Frank rolled his eyes and added postal fraud to the list of his niece’s offenses.

“Anyway I realized pretty quickly he would be a problem for me, because once I made contact, he tweeked out.”

“Is that when you dyed your hair.”

“Yup.” She tossed her head a few times. “It sucks. I know.”

“So how did you get to me?”

“I raided my aunt’s home office and dug up everything I could find about the labs. That’s how I found Liz James.” Gayle rolled her eyes. “Five hundred dollars later, she gave me the information I wanted. I borrowed the money from Bob, but he made me tell him why first.”

“So he knew you and I were possibly related?” I asked.

“Oh yeah. He even drove me to Liz’s apartment to make sure it was legit.”

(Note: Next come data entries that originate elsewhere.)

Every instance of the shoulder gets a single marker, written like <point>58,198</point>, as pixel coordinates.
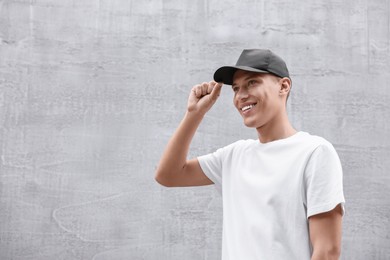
<point>314,141</point>
<point>237,147</point>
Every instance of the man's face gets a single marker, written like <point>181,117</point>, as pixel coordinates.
<point>257,97</point>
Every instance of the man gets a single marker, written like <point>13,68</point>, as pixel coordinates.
<point>282,193</point>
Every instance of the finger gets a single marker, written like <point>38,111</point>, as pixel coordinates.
<point>197,91</point>
<point>211,86</point>
<point>205,86</point>
<point>216,91</point>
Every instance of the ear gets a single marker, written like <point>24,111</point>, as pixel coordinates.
<point>285,86</point>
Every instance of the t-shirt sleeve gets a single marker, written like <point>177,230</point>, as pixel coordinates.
<point>212,165</point>
<point>323,181</point>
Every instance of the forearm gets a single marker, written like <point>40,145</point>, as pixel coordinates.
<point>331,253</point>
<point>174,157</point>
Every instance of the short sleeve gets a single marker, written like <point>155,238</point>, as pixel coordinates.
<point>211,165</point>
<point>323,179</point>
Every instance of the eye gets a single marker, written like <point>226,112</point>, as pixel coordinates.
<point>235,89</point>
<point>251,82</point>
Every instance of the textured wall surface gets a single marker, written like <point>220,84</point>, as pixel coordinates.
<point>91,90</point>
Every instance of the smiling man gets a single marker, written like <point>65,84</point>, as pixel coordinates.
<point>282,193</point>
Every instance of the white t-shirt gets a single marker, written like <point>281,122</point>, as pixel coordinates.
<point>270,190</point>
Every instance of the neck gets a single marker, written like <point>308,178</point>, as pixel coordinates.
<point>279,128</point>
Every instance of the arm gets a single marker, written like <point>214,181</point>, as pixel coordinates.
<point>174,169</point>
<point>325,234</point>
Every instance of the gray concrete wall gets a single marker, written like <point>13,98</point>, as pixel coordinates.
<point>90,92</point>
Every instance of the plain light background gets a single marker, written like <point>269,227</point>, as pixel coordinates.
<point>91,91</point>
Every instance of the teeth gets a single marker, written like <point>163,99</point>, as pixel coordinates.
<point>247,107</point>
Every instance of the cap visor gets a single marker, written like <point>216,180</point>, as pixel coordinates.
<point>225,74</point>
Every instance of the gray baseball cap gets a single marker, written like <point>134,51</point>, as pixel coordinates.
<point>253,60</point>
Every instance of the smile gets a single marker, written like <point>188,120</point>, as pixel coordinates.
<point>248,107</point>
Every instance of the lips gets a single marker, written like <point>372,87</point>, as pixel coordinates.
<point>247,107</point>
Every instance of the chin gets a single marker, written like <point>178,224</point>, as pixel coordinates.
<point>250,124</point>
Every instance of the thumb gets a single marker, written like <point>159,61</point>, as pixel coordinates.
<point>216,91</point>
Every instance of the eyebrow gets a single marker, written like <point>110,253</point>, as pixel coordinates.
<point>247,78</point>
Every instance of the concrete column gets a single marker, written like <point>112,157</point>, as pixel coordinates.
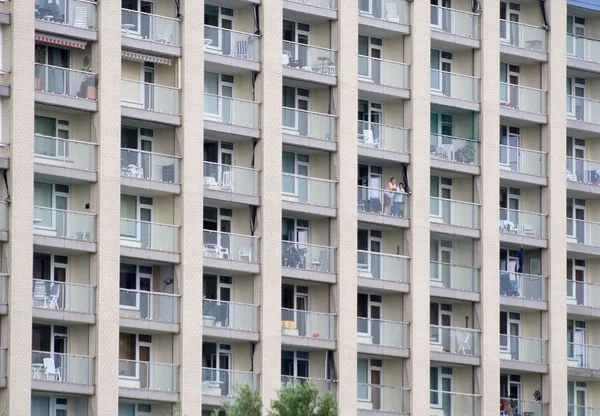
<point>190,138</point>
<point>20,184</point>
<point>105,201</point>
<point>344,227</point>
<point>417,111</point>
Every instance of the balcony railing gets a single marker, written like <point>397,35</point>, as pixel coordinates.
<point>395,400</point>
<point>307,190</point>
<point>62,368</point>
<point>61,296</point>
<point>517,97</point>
<point>383,202</point>
<point>531,350</point>
<point>382,266</point>
<point>396,11</point>
<point>231,111</point>
<point>454,276</point>
<point>73,154</point>
<point>452,340</point>
<point>309,58</point>
<point>583,48</point>
<point>64,224</point>
<point>308,324</point>
<point>456,213</point>
<point>148,376</point>
<point>382,137</point>
<point>308,256</point>
<point>523,36</point>
<point>381,332</point>
<point>454,149</point>
<point>309,124</point>
<point>221,383</point>
<point>383,72</point>
<point>527,224</point>
<point>151,27</point>
<point>449,403</point>
<point>149,235</point>
<point>76,13</point>
<point>583,294</point>
<point>151,97</point>
<point>149,306</point>
<point>66,82</point>
<point>234,179</point>
<point>230,315</point>
<point>524,286</point>
<point>151,166</point>
<point>455,22</point>
<point>232,43</point>
<point>229,246</point>
<point>458,86</point>
<point>520,160</point>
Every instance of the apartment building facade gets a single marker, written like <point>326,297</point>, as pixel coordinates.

“What did he say when he found out?”

“You ever see his chin when he laughed?” Gayle said, spinning her finger from her chin to her chest.

The pinball tilt, I thought. What a wonderful memory to share with Gayle.

“I’d like to share something with you,” I said to Gayle.

“Shoot.”

“First, there was a wonderful man named Teddy who I believe is your biological father. He passed away, but he had a twin brother.” I nodded in Frank’s direction and Gayle’s mouth dropped.

“Okay,” she said slowly as she took in her biological uncle.

“You should also know that Dr. Prentice has a wife. My mother.”

“I have a grandmother?”

“Yes, and she’s a trip. You’ll totally love her.”

“If she’s that cool what did she see in Dr. Prentice?”

“Not a whole lot,” I said, and then paused. “That’s why he’s not actually my father.”

“Seriously?” Gayle seemed relieved. “I guess I’m glad about that. Will I meet your father too?”

I shrugged. “I’ve never met him.”

Gayle laughed. “This is gonna get good.”